On Nov 20, 2009, at 2:15 AM, Jay Foad wrote:
>> Please read and let me know your opinions!
>
> This definitely seems like an improvement on the current situation.
>
>> .---------.
>> | convoke |
>> `---------'
>> |
>> v
>> .-----------------------.
>> | |
>> v |
>> %normal .----------------+---------------.
>> | | ... |
>> v v v
>> select.1 = 1 select.2 = 2 select.n = n
>> | | |
>> `----------------+---------------'
>> |
>> v
>> .----------------------------------------.

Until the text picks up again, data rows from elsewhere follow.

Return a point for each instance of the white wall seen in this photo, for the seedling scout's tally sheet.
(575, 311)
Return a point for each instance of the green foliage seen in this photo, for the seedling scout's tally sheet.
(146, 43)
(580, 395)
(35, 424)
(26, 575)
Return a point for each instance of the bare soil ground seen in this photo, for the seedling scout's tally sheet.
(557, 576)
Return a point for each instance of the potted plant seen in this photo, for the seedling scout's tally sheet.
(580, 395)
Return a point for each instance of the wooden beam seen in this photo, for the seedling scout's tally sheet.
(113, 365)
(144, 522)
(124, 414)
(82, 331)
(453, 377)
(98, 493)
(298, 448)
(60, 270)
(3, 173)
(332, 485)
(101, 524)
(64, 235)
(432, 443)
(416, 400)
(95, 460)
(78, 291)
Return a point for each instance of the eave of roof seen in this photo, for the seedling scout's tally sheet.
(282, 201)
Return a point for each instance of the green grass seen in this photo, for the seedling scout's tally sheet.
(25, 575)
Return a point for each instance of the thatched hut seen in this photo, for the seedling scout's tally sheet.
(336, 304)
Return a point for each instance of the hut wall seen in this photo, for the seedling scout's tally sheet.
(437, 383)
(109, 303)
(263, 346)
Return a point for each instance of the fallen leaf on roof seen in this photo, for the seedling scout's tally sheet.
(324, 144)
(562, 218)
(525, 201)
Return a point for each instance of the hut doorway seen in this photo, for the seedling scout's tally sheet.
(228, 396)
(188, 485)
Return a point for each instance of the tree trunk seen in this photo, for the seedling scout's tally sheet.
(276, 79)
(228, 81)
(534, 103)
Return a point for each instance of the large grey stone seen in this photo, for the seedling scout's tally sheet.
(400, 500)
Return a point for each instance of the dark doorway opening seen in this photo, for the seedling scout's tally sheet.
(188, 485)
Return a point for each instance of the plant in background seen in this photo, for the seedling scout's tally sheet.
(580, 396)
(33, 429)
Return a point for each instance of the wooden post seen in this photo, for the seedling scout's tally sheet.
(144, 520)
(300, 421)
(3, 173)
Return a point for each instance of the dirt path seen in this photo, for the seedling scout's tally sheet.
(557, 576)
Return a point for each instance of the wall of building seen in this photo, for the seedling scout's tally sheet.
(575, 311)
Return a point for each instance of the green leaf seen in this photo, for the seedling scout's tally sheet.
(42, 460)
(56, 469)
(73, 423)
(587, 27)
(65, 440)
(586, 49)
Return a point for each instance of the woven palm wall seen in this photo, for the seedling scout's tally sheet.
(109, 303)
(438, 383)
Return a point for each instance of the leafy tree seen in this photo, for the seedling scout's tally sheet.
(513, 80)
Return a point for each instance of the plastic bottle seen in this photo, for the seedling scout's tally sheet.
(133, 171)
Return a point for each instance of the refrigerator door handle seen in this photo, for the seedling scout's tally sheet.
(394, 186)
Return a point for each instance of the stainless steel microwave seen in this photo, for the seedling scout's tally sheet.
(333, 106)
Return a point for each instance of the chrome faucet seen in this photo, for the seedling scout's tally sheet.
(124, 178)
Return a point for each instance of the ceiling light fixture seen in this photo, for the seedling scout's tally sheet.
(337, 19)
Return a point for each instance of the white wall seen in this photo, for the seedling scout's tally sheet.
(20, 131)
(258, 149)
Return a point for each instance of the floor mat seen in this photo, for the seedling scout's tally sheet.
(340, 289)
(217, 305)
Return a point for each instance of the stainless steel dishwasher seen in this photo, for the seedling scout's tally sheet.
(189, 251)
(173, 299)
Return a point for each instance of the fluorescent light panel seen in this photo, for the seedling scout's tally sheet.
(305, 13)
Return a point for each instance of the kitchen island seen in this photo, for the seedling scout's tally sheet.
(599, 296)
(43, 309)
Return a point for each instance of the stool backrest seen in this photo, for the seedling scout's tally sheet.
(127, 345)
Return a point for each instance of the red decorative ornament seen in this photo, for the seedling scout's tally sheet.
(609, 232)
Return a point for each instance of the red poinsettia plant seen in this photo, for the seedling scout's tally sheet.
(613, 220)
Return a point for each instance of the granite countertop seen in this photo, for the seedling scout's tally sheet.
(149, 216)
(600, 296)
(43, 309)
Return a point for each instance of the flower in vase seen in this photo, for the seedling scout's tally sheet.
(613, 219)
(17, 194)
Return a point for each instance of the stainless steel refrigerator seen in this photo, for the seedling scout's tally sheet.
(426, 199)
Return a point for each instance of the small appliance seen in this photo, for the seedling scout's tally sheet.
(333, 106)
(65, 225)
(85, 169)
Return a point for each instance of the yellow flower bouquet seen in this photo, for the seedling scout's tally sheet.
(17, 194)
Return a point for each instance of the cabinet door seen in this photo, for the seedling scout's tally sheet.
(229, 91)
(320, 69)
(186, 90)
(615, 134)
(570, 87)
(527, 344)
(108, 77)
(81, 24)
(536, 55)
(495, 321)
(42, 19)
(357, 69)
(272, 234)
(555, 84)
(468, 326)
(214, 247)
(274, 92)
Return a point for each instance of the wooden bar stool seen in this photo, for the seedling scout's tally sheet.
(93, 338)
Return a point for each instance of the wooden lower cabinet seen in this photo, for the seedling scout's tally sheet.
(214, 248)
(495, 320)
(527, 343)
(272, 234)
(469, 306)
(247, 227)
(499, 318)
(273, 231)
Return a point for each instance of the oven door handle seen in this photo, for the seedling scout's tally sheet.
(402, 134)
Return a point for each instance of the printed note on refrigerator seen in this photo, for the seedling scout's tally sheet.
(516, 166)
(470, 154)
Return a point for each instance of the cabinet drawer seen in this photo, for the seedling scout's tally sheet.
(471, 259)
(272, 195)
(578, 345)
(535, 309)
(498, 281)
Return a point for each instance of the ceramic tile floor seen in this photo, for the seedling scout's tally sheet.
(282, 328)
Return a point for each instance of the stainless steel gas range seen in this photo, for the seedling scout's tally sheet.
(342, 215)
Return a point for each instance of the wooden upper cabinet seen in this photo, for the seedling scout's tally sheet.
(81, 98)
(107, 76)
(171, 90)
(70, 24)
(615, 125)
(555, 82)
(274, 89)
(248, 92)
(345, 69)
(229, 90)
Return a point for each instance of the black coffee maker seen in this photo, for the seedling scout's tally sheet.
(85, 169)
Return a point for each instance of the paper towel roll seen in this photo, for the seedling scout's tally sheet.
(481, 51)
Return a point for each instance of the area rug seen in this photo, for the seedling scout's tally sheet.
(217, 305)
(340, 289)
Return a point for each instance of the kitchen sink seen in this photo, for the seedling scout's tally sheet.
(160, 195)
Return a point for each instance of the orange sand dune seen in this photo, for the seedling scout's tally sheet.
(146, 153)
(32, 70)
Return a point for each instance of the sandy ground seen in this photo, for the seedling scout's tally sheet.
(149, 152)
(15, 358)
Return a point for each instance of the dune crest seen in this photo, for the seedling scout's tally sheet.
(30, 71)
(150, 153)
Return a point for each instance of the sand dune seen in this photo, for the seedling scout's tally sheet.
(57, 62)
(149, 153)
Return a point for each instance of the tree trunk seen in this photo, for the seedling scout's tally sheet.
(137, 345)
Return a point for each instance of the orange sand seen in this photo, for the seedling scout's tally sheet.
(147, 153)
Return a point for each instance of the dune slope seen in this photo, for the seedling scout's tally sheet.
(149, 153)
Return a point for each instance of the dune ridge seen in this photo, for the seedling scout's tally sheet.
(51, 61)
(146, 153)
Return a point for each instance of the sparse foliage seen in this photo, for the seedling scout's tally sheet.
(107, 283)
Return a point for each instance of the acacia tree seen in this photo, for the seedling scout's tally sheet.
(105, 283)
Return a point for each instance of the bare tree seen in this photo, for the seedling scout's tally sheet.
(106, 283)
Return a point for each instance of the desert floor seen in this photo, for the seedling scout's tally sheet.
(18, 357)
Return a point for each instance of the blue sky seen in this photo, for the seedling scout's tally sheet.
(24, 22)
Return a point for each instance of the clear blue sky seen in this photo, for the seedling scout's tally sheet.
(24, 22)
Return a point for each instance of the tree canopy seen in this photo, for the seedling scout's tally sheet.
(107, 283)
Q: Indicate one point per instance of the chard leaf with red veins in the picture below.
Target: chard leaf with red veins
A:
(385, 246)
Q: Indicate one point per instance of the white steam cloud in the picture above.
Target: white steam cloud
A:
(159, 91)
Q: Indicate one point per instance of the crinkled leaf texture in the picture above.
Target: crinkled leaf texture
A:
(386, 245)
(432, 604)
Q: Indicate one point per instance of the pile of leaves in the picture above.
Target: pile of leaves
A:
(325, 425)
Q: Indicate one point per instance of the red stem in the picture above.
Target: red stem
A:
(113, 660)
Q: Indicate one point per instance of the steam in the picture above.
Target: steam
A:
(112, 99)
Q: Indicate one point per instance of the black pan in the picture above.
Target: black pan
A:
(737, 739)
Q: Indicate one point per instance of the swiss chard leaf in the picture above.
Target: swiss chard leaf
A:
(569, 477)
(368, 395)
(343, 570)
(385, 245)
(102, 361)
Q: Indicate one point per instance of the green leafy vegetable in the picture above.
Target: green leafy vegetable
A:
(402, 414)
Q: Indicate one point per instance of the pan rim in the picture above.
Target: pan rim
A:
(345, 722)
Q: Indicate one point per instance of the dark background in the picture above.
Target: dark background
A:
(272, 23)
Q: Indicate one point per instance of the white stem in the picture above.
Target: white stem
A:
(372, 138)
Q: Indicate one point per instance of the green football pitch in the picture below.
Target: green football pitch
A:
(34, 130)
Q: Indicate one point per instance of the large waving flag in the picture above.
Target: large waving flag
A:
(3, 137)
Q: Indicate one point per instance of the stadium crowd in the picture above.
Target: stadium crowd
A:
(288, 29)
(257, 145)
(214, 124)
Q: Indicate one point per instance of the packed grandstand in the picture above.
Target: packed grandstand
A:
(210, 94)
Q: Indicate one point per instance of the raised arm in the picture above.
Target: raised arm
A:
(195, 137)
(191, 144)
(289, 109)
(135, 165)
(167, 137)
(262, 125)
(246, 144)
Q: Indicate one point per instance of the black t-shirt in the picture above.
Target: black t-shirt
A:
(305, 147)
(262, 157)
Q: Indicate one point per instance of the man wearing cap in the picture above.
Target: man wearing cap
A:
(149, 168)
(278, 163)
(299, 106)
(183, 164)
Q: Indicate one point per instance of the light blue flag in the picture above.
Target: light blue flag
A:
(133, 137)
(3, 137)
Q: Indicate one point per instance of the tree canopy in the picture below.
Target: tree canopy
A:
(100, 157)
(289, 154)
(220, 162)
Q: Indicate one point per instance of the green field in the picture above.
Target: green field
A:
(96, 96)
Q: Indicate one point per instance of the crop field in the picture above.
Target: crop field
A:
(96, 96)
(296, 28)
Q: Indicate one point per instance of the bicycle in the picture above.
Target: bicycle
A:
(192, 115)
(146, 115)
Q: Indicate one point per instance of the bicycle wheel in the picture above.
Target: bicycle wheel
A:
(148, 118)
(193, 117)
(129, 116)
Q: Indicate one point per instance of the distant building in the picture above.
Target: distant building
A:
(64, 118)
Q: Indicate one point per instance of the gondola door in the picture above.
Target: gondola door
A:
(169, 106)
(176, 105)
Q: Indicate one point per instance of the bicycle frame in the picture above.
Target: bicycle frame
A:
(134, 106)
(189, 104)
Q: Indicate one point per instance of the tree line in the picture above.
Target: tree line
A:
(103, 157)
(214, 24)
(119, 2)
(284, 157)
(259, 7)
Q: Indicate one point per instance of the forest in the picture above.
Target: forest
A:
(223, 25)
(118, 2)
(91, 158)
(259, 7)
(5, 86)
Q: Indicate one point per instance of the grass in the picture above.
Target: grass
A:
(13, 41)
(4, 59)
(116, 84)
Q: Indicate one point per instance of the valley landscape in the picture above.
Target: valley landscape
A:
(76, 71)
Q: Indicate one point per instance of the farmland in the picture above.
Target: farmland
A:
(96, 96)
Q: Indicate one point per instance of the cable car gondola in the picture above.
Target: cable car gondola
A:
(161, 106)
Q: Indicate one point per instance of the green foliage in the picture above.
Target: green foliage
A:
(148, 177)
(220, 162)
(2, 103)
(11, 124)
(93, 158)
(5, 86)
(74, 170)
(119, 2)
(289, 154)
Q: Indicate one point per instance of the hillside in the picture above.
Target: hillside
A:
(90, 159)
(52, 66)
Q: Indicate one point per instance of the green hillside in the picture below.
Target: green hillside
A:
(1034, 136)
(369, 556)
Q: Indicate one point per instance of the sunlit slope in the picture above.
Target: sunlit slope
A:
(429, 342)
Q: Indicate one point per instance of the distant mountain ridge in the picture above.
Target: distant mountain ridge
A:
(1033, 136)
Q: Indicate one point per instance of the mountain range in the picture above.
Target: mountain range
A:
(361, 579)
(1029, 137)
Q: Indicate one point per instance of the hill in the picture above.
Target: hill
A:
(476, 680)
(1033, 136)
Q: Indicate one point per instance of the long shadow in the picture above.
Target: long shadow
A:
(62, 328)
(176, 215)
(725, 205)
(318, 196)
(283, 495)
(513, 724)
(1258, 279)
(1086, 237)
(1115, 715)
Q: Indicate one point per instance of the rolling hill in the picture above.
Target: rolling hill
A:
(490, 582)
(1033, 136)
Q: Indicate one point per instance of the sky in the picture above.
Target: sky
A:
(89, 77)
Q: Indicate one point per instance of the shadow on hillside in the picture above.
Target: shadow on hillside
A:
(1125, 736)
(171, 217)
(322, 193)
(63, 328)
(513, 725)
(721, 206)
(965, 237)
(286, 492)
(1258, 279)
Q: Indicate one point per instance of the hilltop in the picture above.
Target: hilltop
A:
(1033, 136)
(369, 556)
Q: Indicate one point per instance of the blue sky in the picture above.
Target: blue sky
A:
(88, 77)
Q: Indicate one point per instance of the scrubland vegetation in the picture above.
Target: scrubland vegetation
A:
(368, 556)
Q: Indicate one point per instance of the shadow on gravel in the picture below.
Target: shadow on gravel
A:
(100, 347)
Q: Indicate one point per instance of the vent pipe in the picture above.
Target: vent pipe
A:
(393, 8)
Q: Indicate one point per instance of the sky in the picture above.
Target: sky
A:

>> | %sel = phi [%select.1, ..., %select.n] |
>> | %eh_ptr = llvm.eh.exception() |
>> | [cleanup code] |
>> | switch on %sel |
>> `----------------------------------------'
>> |
>> v
>> .--------------------.
>> | | ... |
>> v v v
>> %catch.1 %catch.2 %catch.n
>
> One thing I don't like about this (not that it's any worse than the
> current situation) is that the llvm.eh.exception() call is now quite a
> long way away from the landing pads.
>
> As I understand it, when you generate native code, at each landing pad
> the exception pointer appears magically in a well-known native
> register. Do you think there's a way to model this more closely in the
> LLVM IR? (You could just specify that the llvm.eh.exception call has
> to be at the start of a landing pad, but I think that is too prone to
> being broken by optimisation passes.)
>
Well, it's not entirely magical. :-) It gets the exception object by
calling __cxa_get_exception_ptr and __cxa_begin_catch (though both
calls can be combined into __cxa_begin_catch, which is what we do).
It's feasible to simply generate the llvm.eh.exception at the start of
the catch block code and have that convert into the call to
__cxa_begin_catch. My only concern is that we need to make sure that
all EH conventions work in a similar way.
> To illustrate why I don't like having the llvm.eh.exception() call
> dissociated from the landing pads, what is the *exact* definition of
> llvm.eh.exception:
>
> - Does there have to be a one-to-one correspondence between convokes
> and llvm.eh.exception calls?
> - Does llvm.eh.exception have to be dominated by landing pads?
> - Does it just return the exception pointer from the *most recent*
> landing pad that execution flowed through?
>
> etc.
>
> Maybe (this has just occurred to me) the llvm.eh.exception call could
> explicitly refer to a convoke, which must dominate it?
>
Well, be warned that there can be multiple convokes which jump to the
same landing pads. So there cannot be a one-to-one correspondence
between them. However, an llvm.eh.exception should be dominated by at
least one convoke. The only other problem I can see is if code
branches into a catch block. It's gross, but could happen. In that
case, the llvm.eh.exception should *not* be executed, because it's
metadata constructed by the compiler, not user code. It would have to
be peeled out into its own basic block in such instances.